The tender beef's hearty flavor emerged perfectly, and every other element on the plate added its own flavor note. First came the crispy sweetness of the onion straws.

I liked the steak best when I could pin a few of those straws to a piece of meat with my fork and then chew the sweet and savory tastes together.

Slow cooking had mellowed the carrots, which added their own sweetness. Best of all, chef Carew had reined in the horseradish as he whipped it with the potatoes. All too often, horseradish mashed potatoes taste so strongly of the hot root they overpower the flavor of the foods they accompany.

The chef's version of a bone-in veal chop ($29) had it dipped in enough crumbs to give it a crunchy coating. It was sauteed just long enough to give it a reddish-gold color before being baked until the meat set up nicely. Then it was onto a plate beneath a gold-green blanket of crisp-fried leeks. It took me a minute to fully appreciate this combination.

The shredded onions atop Carew's steak had a flavor strong enough to play nicely off the steak's richness. But for the milder-tasting veal, the chef chose leeks, a milder-flavored member of the onion family.Our fourth entree, free-range chicken ($17), might not have been Floridian, but it showed some Southern influence.

Count on a Southern cook to get the best flavor out of chicken. Like the veal, the chicken had been sautéed, then roasted, and it arrived both moist and flavorful.
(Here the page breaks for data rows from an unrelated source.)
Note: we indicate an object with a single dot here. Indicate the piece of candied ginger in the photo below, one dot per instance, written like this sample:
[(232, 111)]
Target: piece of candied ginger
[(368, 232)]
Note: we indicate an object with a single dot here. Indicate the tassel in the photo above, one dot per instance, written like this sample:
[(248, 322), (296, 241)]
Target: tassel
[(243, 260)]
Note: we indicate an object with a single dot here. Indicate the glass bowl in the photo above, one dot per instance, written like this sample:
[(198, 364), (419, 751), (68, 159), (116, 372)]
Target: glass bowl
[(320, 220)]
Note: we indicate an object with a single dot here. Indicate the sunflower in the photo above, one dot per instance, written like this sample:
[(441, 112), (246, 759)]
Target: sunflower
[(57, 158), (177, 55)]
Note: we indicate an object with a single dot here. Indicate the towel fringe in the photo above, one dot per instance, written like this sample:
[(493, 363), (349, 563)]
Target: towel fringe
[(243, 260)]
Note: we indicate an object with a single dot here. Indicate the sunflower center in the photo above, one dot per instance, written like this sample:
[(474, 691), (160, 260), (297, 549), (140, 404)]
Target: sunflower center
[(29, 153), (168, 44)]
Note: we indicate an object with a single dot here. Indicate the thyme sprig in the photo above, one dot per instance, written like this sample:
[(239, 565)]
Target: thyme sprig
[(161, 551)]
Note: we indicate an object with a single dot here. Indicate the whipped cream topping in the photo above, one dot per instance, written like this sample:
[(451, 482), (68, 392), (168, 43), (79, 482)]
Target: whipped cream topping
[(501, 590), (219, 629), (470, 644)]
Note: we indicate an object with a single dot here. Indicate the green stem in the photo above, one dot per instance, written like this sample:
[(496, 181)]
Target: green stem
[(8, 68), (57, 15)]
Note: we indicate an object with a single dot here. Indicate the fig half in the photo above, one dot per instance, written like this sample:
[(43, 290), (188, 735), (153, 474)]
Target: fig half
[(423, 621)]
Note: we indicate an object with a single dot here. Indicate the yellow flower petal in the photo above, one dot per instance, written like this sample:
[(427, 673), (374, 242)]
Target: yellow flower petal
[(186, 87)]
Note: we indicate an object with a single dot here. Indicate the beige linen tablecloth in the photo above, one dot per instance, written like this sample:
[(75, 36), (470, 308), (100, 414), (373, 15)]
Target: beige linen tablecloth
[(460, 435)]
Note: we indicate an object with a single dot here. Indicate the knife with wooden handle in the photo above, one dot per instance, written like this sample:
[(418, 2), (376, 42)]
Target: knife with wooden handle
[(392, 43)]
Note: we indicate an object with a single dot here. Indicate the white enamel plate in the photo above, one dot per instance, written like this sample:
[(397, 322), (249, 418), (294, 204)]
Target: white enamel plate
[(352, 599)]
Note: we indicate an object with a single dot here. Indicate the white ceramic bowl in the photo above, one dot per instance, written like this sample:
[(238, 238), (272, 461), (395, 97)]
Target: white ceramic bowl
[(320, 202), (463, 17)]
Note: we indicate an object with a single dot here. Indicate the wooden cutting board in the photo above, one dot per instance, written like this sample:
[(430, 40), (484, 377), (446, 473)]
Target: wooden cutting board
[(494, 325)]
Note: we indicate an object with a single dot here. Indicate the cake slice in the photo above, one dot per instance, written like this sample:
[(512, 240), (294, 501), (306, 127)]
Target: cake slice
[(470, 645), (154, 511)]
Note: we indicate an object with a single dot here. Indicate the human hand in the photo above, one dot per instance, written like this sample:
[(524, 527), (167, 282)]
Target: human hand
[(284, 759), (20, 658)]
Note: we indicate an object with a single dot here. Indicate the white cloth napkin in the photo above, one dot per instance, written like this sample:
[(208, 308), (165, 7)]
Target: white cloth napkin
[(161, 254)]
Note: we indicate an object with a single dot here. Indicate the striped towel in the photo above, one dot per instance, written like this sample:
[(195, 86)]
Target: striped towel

But wild mushroom risotto, made with chicken broth, was lacking in flavor and contributed little if anything to the plate.

While dinners were mostly delightful, so, too, were the appetizers.

Listed under the title "small plates," a crab cake ($12) was practically all sweet, juicy lump crab (the best grade available) with a few fillers and a satiny garlic mayonnaise to top them. That same mayonnaise accompanied an order of crisp calamari ($8) that had been dredged in a cornmeal coating and then fried to the perfect degree of golden crisp. The ceviche martini mixed shrimp and scallop with sweet red bell pepper and mango in fresh lime juice.

We got one of our dinners off to an equally impressive start with a roasted beet and walnut salad. Nestled between baby greens were oven-baked beets and candied walnuts, which added earthiness and crunch beneath the salad's lively Cabernet-port vinaigrette. And corn chowder ($4), made with fresh cream, a little bacon and sweet corn kernels, was rich and substantial.

I wouldn't be doing Bosley on Brady justice without heaping some praise over the top of the whipped cream on the house Key lime pie. Made on a gingersnap crust, the pie was wonderfully tart and cut any remaining garlic flavor from our mouths. Corn cake ($6) a poundcake-like creation made with cornmeal and served with sweet cream, was a close competitor in the best dessert category.

Our choice to sit outside, pretending the breezes came off the Gulf of Mexico instead of Brady St., had the slight effect of slowing our service.

But on a lovely night in early July, we really didn't mind.